Beck and Houdini became close personal friends. Beck advised Houdini to concentrate on his escape acts, and booked him on the Orpheum vaudeville circuit. Within months, Houdini was performing at the top vaudeville houses all over the United States, and in 1900, Beck arranged for him to tour Europe.

==Theatre management and ownership==

He built the Palace Theatre in New York City in 1913. In 1920 he married vaudeville performer Louise Heims, and she closely assisted him in all his theatrical endeavors.

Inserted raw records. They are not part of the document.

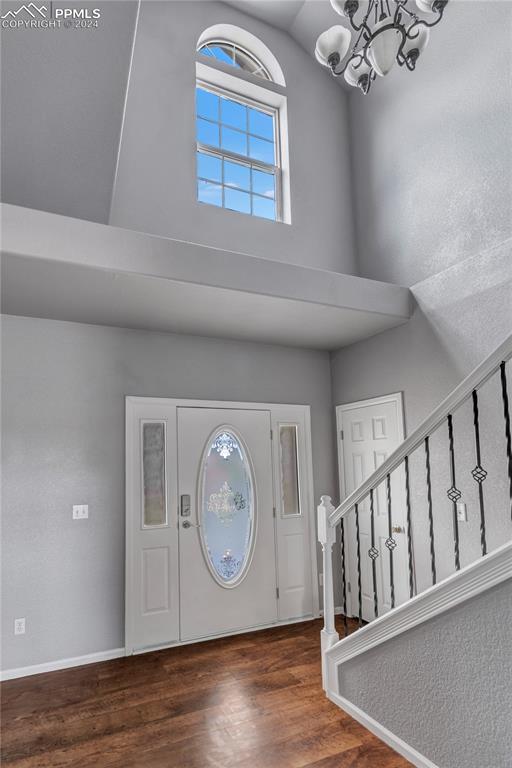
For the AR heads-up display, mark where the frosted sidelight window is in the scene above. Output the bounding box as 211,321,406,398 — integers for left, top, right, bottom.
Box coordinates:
142,421,167,527
199,429,255,587
279,424,301,517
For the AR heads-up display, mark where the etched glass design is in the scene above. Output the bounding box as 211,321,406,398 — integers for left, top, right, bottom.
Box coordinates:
279,424,301,517
199,430,255,586
142,421,167,527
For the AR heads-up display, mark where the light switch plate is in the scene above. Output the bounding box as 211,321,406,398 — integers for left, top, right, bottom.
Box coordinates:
73,504,89,520
14,618,25,635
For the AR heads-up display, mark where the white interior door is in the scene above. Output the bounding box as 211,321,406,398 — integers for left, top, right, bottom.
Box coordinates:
178,407,277,640
125,397,318,653
336,394,409,621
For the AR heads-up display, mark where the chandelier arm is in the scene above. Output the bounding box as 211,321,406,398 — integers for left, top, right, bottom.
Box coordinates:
331,55,354,77
407,8,444,35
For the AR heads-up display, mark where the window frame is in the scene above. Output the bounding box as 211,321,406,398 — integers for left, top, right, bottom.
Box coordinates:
195,79,283,223
197,38,274,83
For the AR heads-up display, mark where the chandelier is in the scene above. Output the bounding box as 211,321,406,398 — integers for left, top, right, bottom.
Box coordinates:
315,0,448,93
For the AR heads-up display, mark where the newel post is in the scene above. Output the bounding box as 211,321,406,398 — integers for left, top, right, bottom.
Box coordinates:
317,496,340,690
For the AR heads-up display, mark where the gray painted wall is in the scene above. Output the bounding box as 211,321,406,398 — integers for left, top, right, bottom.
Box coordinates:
340,580,512,768
332,242,512,590
110,0,355,273
2,316,335,669
0,0,137,224
350,0,512,285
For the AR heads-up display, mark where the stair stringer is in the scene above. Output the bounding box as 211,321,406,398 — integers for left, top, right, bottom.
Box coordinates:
324,541,512,768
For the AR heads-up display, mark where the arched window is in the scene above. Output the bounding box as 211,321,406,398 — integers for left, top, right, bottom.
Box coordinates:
196,25,290,222
199,40,272,80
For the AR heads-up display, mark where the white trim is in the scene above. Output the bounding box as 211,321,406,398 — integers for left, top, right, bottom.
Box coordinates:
328,693,438,768
326,541,512,672
0,648,125,680
196,24,286,86
196,61,292,224
336,392,406,616
130,613,319,656
324,542,512,768
329,335,512,526
0,614,319,681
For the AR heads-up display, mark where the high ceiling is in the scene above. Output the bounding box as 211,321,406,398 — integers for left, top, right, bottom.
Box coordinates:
225,0,343,67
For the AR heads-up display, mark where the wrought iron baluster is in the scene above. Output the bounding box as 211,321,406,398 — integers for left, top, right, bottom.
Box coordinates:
385,472,396,608
446,413,462,571
354,504,363,627
500,361,512,517
471,389,487,555
340,517,348,637
368,488,379,618
425,435,437,585
404,456,414,597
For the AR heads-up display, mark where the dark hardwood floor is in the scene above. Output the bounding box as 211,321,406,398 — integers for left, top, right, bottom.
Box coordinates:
1,621,410,768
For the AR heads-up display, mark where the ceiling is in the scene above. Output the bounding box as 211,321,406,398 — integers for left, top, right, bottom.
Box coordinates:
1,205,411,350
225,0,348,70
0,0,344,228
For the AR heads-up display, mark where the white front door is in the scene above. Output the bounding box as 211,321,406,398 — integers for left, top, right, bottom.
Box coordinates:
336,395,409,621
178,408,277,640
125,397,318,653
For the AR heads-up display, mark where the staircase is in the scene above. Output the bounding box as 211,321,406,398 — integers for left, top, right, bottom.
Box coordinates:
318,337,512,768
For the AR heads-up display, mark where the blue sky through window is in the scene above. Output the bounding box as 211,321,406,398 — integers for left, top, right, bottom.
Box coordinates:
196,86,277,220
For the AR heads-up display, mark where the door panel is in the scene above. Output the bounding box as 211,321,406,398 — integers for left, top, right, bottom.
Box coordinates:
338,397,408,620
178,407,277,640
125,397,318,653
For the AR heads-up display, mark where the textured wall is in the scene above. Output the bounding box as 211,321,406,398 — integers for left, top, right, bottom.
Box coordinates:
110,1,355,273
350,0,512,285
332,246,512,589
2,316,334,669
340,580,512,768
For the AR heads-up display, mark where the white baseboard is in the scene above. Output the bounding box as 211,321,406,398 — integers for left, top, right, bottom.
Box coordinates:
0,648,125,680
0,614,319,680
326,541,512,672
328,692,438,768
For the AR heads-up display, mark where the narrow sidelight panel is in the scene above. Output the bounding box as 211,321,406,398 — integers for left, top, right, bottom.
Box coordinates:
279,424,301,517
142,421,167,528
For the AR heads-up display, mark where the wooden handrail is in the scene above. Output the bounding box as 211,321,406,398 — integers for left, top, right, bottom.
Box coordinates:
328,335,512,527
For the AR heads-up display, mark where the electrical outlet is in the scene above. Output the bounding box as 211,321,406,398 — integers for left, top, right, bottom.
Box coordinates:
73,504,89,520
14,618,25,635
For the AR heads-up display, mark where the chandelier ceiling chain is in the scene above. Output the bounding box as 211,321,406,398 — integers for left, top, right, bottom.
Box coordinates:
315,0,448,93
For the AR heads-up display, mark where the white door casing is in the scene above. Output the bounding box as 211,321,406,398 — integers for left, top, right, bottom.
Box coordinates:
125,397,319,654
336,393,409,621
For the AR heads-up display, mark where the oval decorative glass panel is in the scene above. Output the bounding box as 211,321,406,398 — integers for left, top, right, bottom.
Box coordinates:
199,427,255,587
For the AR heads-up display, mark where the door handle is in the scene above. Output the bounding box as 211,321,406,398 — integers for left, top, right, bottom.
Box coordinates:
180,493,190,517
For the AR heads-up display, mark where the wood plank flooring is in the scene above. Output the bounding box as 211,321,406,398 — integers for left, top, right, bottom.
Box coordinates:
1,621,410,768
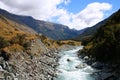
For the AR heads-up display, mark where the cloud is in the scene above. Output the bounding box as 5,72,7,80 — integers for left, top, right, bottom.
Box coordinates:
58,2,112,29
0,0,69,20
0,0,112,29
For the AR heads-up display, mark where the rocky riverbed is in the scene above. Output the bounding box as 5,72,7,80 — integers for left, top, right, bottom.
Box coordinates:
0,39,58,80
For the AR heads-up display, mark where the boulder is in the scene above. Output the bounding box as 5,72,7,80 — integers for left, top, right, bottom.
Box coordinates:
91,62,103,69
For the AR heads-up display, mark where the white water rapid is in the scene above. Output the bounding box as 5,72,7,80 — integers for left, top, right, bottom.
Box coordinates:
55,46,96,80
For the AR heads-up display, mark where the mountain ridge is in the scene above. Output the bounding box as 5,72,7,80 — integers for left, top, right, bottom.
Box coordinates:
0,9,79,40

He was voted out of the presidency of Orpheum Circuit in a boardroom coup after it went public in 1923. The following year, he opened the Martin Beck Theater in New York City (renamed the Al Hirschfeld Theatre in 2003).

On January 28, 1928, Orpheum Circuit was merged with the theater chain started by Benjamin Franklin Keith and Edward Franklin Albee II to form Keith-Albee-Orpheum. A few months later, Joseph P. Kennedy and David Sarnoff of Radio Corporation of America merged Keith-Albee-Orpheum with Film Booking Office of America to form the Radio-Keith-Orpheum (RKO) movie studio.

In 1932 he managed the booking office at RKO. In 1934 he brought the D'Oyly Carte Opera Company from London to America.

==Death==

Beck died at Mount Sinai Hospital in Manhattan on November 16, 1940. Arthur Hopkins gave the eulogy at the funeral; honorary pall bearers included William A. Brady, John Golden, Sam H. Harris, Lawrence Langner, Guthrie McClintic, Lee Shubert and Herman Shumlin.